O Príncipe Wei ficou surpreso, mas logo sorriu:
— Verdade, foi falha minha... O irmão mais velho deve ocupar o lugar de honra.
Contrariado, o Príncipe Wei cedeu seu assento.
O Príncipe Xuan falou com indiferença:
— Em seu exército, há alguém valente? Que venha exibir sua espada para mim.
O Príncipe Wei ficou ainda mais desconcertado.
Parecia que ele, Príncipe Xuan, era o anfitrião do sarau.
O Príncipe Wei devolveu:
— O irmão não vai compor um poema?
O Príncipe Xuan respondeu, ainda com voz calma:
— Só escrevi versos para oferecer ao nosso pai no aniversário dele.
Nós jamais ousaríamos nos comparar ao imperador!
Os demais, assustados, apressaram-se em intervir.
Um dos mais espertos adiantou-se:
— Eu também sei manejar a espada, embora não seja digno dos mestres, peço licença para me apresentar diante do Príncipe Xuan.

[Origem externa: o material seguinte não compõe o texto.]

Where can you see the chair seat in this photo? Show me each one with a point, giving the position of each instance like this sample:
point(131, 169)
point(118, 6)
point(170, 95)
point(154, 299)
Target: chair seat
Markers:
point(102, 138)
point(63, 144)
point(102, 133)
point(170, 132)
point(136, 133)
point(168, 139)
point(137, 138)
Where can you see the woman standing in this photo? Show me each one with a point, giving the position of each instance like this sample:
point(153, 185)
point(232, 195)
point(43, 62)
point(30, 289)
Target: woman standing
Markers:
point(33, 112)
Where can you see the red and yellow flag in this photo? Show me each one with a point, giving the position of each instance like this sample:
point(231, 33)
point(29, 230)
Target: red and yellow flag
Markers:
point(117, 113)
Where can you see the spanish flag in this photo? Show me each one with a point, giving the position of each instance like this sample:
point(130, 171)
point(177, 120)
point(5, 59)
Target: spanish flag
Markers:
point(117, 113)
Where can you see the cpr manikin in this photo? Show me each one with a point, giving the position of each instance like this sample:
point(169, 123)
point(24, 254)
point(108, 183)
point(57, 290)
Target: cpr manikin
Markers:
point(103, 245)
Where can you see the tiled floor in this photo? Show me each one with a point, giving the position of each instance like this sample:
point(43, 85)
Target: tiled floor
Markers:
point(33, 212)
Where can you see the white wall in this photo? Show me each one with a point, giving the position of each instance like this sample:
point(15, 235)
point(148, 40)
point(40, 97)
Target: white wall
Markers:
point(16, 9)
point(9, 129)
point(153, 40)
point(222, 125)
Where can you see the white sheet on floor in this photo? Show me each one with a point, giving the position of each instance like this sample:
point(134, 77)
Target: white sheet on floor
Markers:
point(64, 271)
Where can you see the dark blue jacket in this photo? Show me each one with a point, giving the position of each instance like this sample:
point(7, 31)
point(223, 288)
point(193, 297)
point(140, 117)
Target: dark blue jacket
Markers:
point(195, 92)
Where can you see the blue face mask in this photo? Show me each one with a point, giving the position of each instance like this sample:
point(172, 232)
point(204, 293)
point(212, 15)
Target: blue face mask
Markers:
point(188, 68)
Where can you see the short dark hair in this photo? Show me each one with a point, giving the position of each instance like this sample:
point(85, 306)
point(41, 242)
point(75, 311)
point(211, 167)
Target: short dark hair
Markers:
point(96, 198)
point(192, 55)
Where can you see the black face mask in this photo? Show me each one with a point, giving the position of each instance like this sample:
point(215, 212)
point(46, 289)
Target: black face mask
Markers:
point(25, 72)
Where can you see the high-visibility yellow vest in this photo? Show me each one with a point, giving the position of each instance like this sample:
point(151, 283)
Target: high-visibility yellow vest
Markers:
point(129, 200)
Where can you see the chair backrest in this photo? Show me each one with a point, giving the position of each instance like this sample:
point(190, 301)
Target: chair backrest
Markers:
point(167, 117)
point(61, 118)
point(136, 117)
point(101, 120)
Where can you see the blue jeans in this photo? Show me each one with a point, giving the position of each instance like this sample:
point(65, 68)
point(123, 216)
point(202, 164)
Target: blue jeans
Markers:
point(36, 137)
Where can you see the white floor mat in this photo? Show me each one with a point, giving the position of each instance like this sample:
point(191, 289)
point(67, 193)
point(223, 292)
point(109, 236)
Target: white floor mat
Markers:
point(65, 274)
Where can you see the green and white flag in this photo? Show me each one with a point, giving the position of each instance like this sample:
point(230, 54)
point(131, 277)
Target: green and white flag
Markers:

Diante disso, o Príncipe Wei teve que se calar.
O sarau de poesia transformou-se num torneio de esgrima, o que despertou o interesse de Xue Qingyin.
Ela espiou.
Primeiro, avistou o Príncipe Xuan, imponente, sentado com postura impecável.
Depois, viu o jovem erudito empunhando a espada.
O manejo da espada era fraco, sem graça.
Que coisa...
Xue Qingyin recolheu-se.
O Príncipe Xuan, porém, percebeu algo e lançou um olhar na direção do pavilhão.
Aquela moça da família Xue?
Como foi parar ali de novo?
Como o Príncipe Xuan entrou no meio do evento, o Príncipe Wei ficou contrariado e, ao final do sarau, não foi ver Xue Qingyin.
Somente He Songning veio buscá-la.
— De onde veio esse manto? — He Songning logo percebeu a diferença.
— Alguém me emprestou.
— E a flor do cabelo?
— Caiu pelo caminho.
Xue Qingyin pensou consigo:
“Você acha que é meu pai para querer saber de tudo?”